National Invisible Chronic Illness Awareness Week, Sept. 8-14, is a secular event sponsored by Rest Ministries, the largest Christian organization that serves the chronically ill. Activities for the week will take place on the event’s web site, http://www.invisibleillnessconference.com/. Registration information can be found on the site.
The focal point of the week will be 20 online seminars, from Monday through Friday, which will cover a variety of subjects. The seminars are open to anyone, including those who have loved-ones with chronic illness.
Seminars topics include:
Assess Yourself: Find the Job You Desire and Can Do Despite Illness Limitations
The Civil Rights of Patients with Invisible Chronic Illnesses
Overcoming Self-Defeating Behaviors
How to Get Paid to Blog
After the Diagnosis: The Journey Beyond
The theme this year is “Hope Can Grow From The Soil of Illness.”
According to the Robert Wood Johnson Foundation, which is dedicated to improving the health and health care of all Americans, nearly 1 in 2 people in the United States live with a chronic illness.
So why is it that most of us don’t even know when a friend or co-worker is dealing with diabetes, heart disease, lupus or chronic fatigue syndrome? Because, according to the U.S. Census, about 96% of these people have invisible illnesses.
Lisa Copen, 39, began National Invisible Chronic Illness Awareness Week in 2002 as she continuously witnessed hundreds of people emotionally hurting just because they felt as though no one “got it.” Lisa has lived with rheumatoid arthritis and fibromyalgia for fifteen years and understands how validating it can be to just have one friend who you don’t have to explain everything to.
“Though there are hundreds of illnesses represented, and large differences in symptoms and pain levels, none of that matters more than feeling like someone understands you.
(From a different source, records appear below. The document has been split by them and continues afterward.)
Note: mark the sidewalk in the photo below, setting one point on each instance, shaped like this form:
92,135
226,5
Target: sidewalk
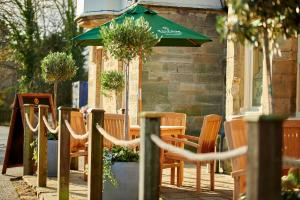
78,187
7,191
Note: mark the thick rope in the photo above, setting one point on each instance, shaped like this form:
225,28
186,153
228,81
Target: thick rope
290,162
75,135
125,143
54,131
199,157
29,124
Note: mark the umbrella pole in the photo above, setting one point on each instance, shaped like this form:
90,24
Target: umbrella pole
126,100
140,86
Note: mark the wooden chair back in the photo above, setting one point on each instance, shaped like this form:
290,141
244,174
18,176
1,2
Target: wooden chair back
209,132
291,138
78,125
235,132
114,125
173,119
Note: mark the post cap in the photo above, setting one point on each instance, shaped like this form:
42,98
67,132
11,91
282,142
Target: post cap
28,105
67,108
266,118
93,110
43,106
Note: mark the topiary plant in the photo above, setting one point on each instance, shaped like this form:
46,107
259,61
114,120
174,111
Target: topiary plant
125,41
112,81
58,67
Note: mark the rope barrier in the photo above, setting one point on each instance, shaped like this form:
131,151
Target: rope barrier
199,157
116,141
54,131
290,162
75,135
29,124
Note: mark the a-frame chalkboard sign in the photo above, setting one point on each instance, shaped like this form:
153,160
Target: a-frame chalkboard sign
14,148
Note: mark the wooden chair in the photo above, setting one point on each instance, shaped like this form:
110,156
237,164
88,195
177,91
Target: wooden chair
205,143
236,135
235,132
114,125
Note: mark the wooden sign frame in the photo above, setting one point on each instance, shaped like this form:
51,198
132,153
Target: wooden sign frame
14,148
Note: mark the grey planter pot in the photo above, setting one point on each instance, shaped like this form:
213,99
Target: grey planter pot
52,155
127,176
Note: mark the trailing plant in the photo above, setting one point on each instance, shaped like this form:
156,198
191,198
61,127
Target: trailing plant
112,81
116,154
125,41
58,67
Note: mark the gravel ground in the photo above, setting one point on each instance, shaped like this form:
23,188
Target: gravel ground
24,191
7,190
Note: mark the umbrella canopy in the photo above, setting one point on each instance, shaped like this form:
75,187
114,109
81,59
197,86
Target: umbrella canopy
171,33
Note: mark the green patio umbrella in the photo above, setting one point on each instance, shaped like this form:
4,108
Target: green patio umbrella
170,33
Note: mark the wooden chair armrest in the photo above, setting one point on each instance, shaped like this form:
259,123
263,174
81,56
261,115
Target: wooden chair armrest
240,172
173,139
189,137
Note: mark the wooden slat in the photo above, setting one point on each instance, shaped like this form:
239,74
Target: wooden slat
114,125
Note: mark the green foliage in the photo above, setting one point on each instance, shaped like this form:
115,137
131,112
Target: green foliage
112,80
116,154
292,180
123,154
251,18
129,39
290,185
58,67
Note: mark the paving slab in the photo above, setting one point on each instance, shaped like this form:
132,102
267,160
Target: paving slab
78,187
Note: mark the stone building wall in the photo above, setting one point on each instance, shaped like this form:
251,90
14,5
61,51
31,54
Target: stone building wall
188,80
285,78
284,72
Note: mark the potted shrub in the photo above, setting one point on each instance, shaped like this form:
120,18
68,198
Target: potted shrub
112,81
126,41
121,173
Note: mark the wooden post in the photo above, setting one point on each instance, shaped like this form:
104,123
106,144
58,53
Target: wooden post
63,153
149,174
95,155
74,163
28,162
42,147
264,157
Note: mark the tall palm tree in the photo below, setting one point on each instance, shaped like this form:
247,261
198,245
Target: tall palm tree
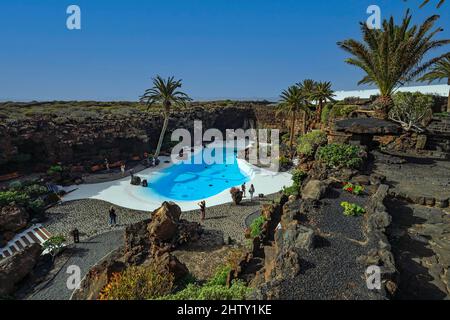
439,71
322,94
425,2
292,101
308,87
393,55
165,92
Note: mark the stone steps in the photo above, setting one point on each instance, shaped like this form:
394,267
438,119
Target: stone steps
35,234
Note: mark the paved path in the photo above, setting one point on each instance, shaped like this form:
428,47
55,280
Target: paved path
98,239
85,255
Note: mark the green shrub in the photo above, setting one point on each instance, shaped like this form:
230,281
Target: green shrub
237,291
354,189
55,170
220,277
16,185
35,190
256,227
285,162
324,117
352,209
341,111
8,197
340,155
139,283
37,206
308,143
298,176
293,190
412,110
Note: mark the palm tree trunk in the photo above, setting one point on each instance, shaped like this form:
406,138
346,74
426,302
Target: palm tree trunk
291,142
448,101
304,122
319,111
161,137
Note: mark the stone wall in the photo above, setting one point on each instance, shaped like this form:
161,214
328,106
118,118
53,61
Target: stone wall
34,143
439,134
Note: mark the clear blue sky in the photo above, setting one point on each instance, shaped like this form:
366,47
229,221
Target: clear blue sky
220,48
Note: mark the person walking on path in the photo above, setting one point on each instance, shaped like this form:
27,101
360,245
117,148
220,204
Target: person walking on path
202,206
112,217
251,191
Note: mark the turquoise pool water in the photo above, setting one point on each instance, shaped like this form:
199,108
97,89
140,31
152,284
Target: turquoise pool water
191,182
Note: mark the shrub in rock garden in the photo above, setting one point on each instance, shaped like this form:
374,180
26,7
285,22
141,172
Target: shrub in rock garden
214,289
18,197
298,176
139,283
340,156
352,209
308,143
256,227
353,189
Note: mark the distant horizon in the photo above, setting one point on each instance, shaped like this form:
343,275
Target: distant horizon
227,49
438,89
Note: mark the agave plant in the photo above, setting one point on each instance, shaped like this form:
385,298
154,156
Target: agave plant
439,71
165,92
394,55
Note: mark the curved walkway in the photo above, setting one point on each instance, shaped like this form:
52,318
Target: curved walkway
122,193
90,217
84,255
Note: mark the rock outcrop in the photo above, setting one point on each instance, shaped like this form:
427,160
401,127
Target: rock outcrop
12,219
84,137
149,241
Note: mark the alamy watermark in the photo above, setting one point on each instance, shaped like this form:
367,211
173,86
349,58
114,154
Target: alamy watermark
74,279
73,21
374,20
373,278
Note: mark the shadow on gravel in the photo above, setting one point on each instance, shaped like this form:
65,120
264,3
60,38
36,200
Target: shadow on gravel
415,281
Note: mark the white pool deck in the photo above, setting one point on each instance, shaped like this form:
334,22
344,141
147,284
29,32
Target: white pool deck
123,194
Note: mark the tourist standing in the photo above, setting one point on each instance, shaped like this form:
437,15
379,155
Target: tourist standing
112,217
202,206
251,191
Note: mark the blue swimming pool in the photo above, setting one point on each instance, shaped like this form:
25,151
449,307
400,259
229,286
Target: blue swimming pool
191,181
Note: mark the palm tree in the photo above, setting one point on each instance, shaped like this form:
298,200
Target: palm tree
322,94
425,2
393,55
166,93
292,101
308,87
440,71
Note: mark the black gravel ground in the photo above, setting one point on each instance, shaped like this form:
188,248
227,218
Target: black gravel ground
330,218
329,273
84,255
331,270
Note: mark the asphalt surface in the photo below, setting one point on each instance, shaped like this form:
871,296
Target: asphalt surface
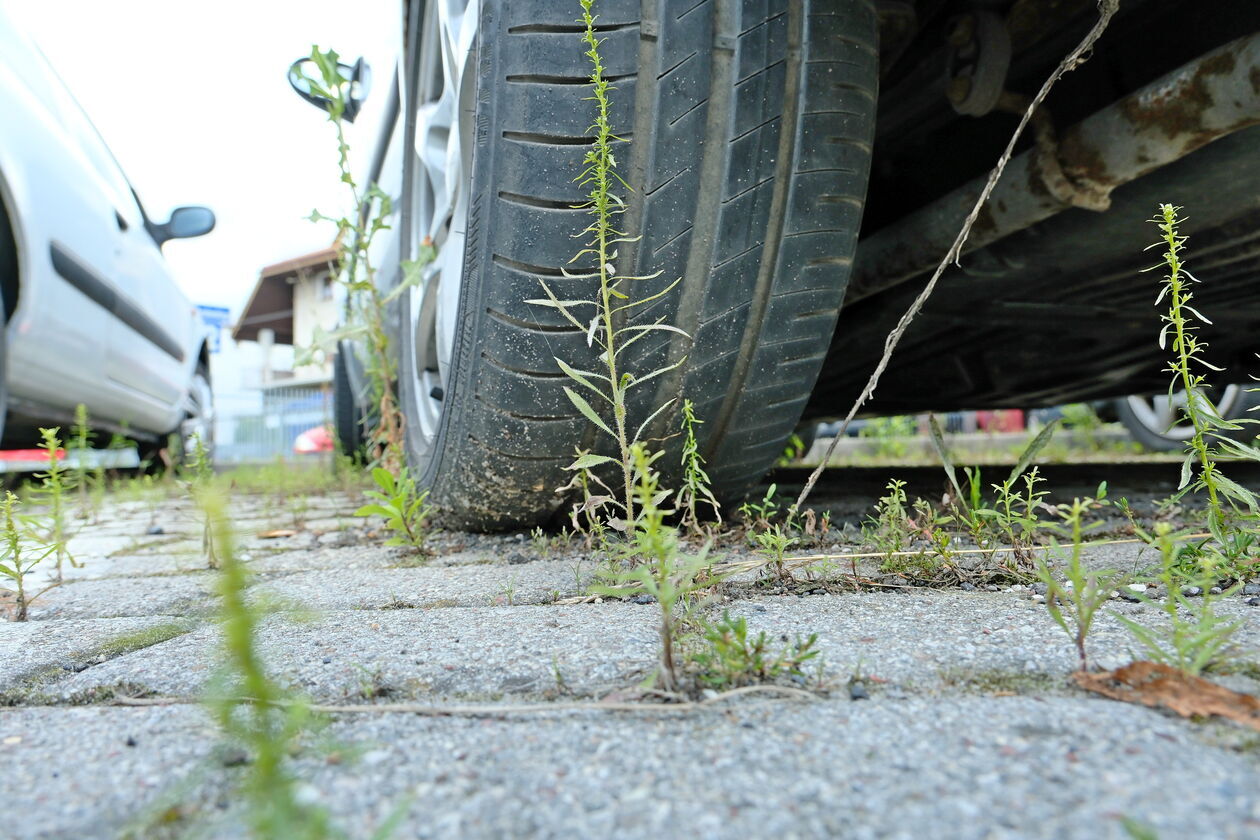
965,724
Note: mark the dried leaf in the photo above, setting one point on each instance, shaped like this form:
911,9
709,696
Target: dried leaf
1163,686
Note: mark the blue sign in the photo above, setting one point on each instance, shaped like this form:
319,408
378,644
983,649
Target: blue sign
214,317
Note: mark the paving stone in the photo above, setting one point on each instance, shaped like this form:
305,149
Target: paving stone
144,596
465,586
480,651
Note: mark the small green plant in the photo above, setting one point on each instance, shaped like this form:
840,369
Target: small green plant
56,482
601,317
78,446
367,306
659,568
197,476
890,435
1074,603
759,514
252,708
773,544
1193,637
891,528
19,557
793,451
696,482
730,659
405,509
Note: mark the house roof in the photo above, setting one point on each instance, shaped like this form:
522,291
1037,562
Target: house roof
271,302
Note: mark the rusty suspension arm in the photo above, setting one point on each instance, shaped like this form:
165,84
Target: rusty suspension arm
1202,101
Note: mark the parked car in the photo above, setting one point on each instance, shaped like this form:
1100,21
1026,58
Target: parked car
92,315
801,168
1158,421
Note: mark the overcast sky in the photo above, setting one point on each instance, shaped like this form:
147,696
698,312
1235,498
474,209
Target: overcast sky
193,101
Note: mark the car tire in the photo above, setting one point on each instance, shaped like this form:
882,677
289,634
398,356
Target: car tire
199,418
1149,420
347,412
751,127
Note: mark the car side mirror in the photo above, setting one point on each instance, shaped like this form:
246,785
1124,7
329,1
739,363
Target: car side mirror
184,223
306,78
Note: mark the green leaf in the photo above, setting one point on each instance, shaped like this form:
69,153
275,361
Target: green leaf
943,451
585,407
589,461
1033,447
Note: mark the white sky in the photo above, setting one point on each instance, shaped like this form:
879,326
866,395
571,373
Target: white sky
193,101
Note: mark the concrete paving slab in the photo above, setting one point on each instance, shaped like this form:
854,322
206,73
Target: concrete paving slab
956,768
463,586
179,595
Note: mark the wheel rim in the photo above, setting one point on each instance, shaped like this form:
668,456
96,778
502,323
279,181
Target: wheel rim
1163,414
439,197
When our best friends and family members are skeptical about our disease, it can be that last straw that sets us off into a spiraling depression.”
She says, “We plan to unite the millions of people who live with chronic pain and illness by offering an oasis of hope and understanding, as well as (provide) helpful information and practical tools to live the best life possible.”
In addition to the seminars, guests will be able to access daily guest bloggers, dozens of articles, ideas to get involved in the outreach, and goodies to help promote awareness, from silicone bracelets to brochures. If you’re tired of those looks when you park in a handicapped spot, be sure to pick up a license plate or bumper sticker.